Pra Molin hab ich nirgends gefunden
Hab jetzt einen Track Seiseralm, Mahlknecht Hütte, Zallinger Hütte, Saltner Schwaige, Fr. August Hütte, Sella Joch Haus erstellt, hab von Luk00r seiner 8 Tages Tour einiges übernommen.
Den schlenker zur Saltner Schwaige lass ich evtl. weg und fahr am Ende des Tages weiter zum Lago di Fedaia, mal schauen wo es da Übernachtungsmöglichkeiten gibt.

http://www.gpsies.com/map.do?fileId=crwommxrfsklmlff


----------



## dede (20. Juli 2012)

Die Abzweigung zu den Pra Molin (= ladisnich für Mühlenwiese) geht direkt am Rifugio Michelazzi rechts (orographisch gesehen) ab. Wenn du die Kompaß-Online-Karte bemühst ist der Weg rot gestrichelt eingezeichnet (in realita aber eine FS) und führt dann als rote Linie runter nach Campitello. Den fährst du bis in die Kehre, wo der zweite Teil des Trails abgeht (schwarz gestrichelt in der Karte)
Der Track ist an sich recht gut, hat aber 2 "Mängel": a) Fr. August Weg ist fürs Biken gesperrt und jetzt in der Hauptreisezeit auch kein Spaß weil viel zu überlaufen und b) kann man noch ein paar nette Trailabschnitte einbauen.
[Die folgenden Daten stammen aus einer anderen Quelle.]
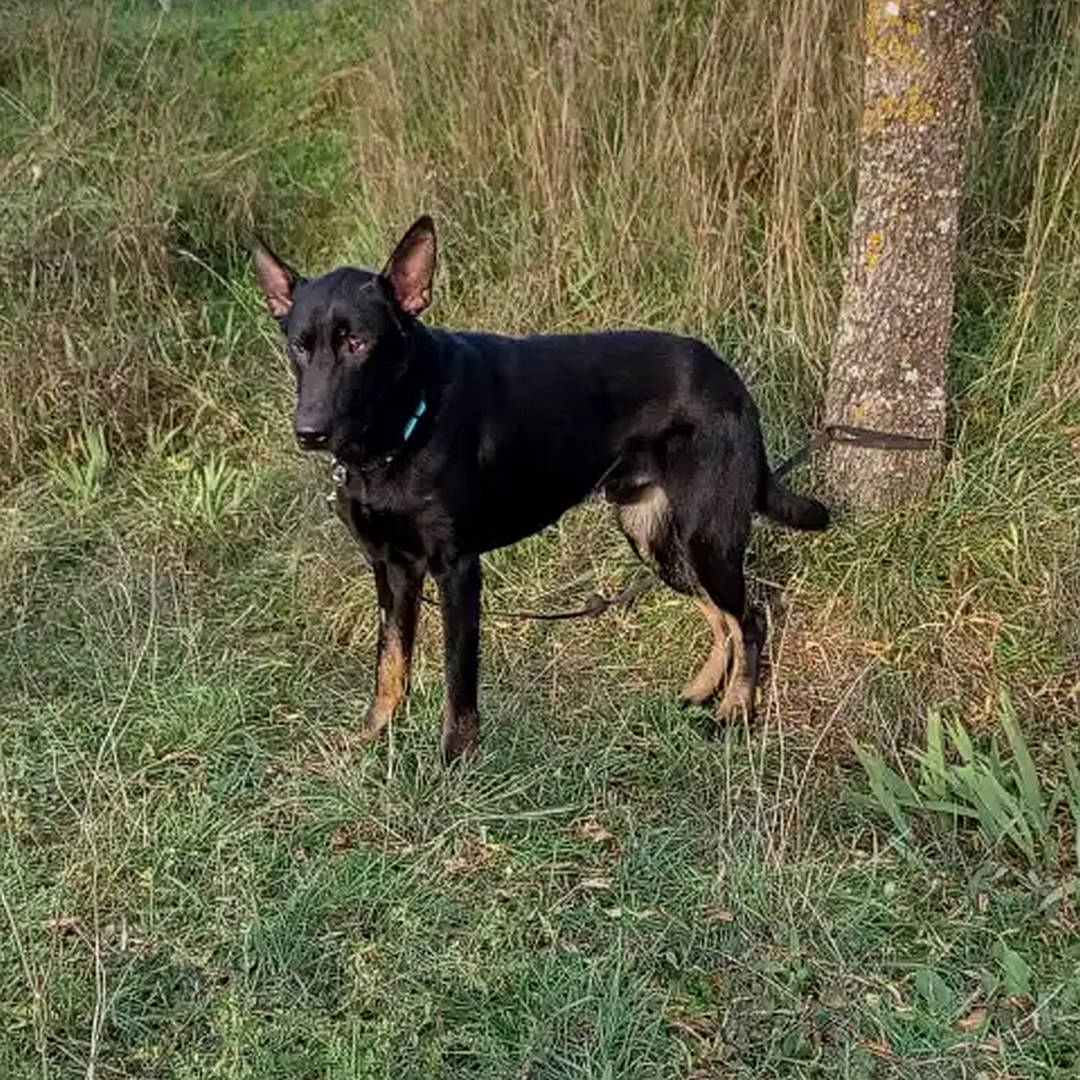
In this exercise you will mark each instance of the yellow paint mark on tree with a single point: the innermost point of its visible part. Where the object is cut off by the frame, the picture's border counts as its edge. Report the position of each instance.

Dazu nach der Abfahrt von der Mahlknechthütte (man kann auch auf dem Steig ohne Höhe zu verlieren kurz weiterfahren und die letzten 5 Min schieben und kommt wieder auf die Schotterstrecke) rechts hoch zum Seiseralmhaus und auf den Trail 7 (teilw. glaub ich auch 9b oder so) bis in die Kehre unterhalb des Zallingers fahren. Zur Plattkofelhütte rauf sind's dann 10-15 Min schieben weil einfach zu steil. Oben wie gesagt nicht auf den Fr.-August Weg, sondern quasi wieder rückwärts (sprich nach Westen) dessen Verängerung über die Schneid bis zum Mahlknechtjoch und dann das Durontal runter. Wenn keine Wanderer unterwegs sein sollten (was zu 99.9% NICHT der Fall sein dürfte) kannst du auch vopn der Plattkofelhütte an der Plattkofelalm vorbei die Direttissima runter zum Rifugio Michelazzi runtertrailen..... Unten dann per Bahn zum Col Rodella hoch und du bist wieder auf dem Track, der sich dann noch weiter optimieren läßt: Bei der Einmündung in einen Schotterweg 8ziemlich genau am Beginn des oberen (lichten) Waldrands) statt rechts abwärts wie im Track links auf den Steig zur Straßenkehre einbiegen (ist auf der Karte ja eingezeichnet), diese etwa 1 km runter bis zum Pian Schiavaneis und dem ebenfalls eingezeichneten Weg (erst schwarz gestrichelt, dann gestrichelt) entlang des Rio Antermont folgen bis zur kleinen Kreuzung mit dem "schwarzen Linien"-Weg, der dich zurück zur Straße bringt. Die dann aufwärts wie im Track (oder aber ganz runter nach Canazei fahren entlang des ausgeschilderten "Sella Hero" und mit der bahn hoch nach Pecol, die zweite Sektion nimmt nur "Astronautenverkleidete" mit, da Bikepark.....)


----------



## MTB-News.de




----------



## dede (20. Juli 2012)

Hier kurz mal der Link zu den "offiziellen" Strecken im Fassatal => Die Strecke Michelazzi/Pramolin ist wie in Tour 10 skizziert, nur daß du dann links noch kurz aufwärts auf der schwarzen Linie bleibst, die weiße Schotterkehre tangierst und sie wieder auf der schwarzen Linie verläßt......
http://www.fassa.com/IT/Depliant--Escursioni-in-mountain-bike/


----------



## Koni2222 (20. Juli 2012)

Hab den Track nochmal geändert aber weiß nicht ob du es so gemeint hast.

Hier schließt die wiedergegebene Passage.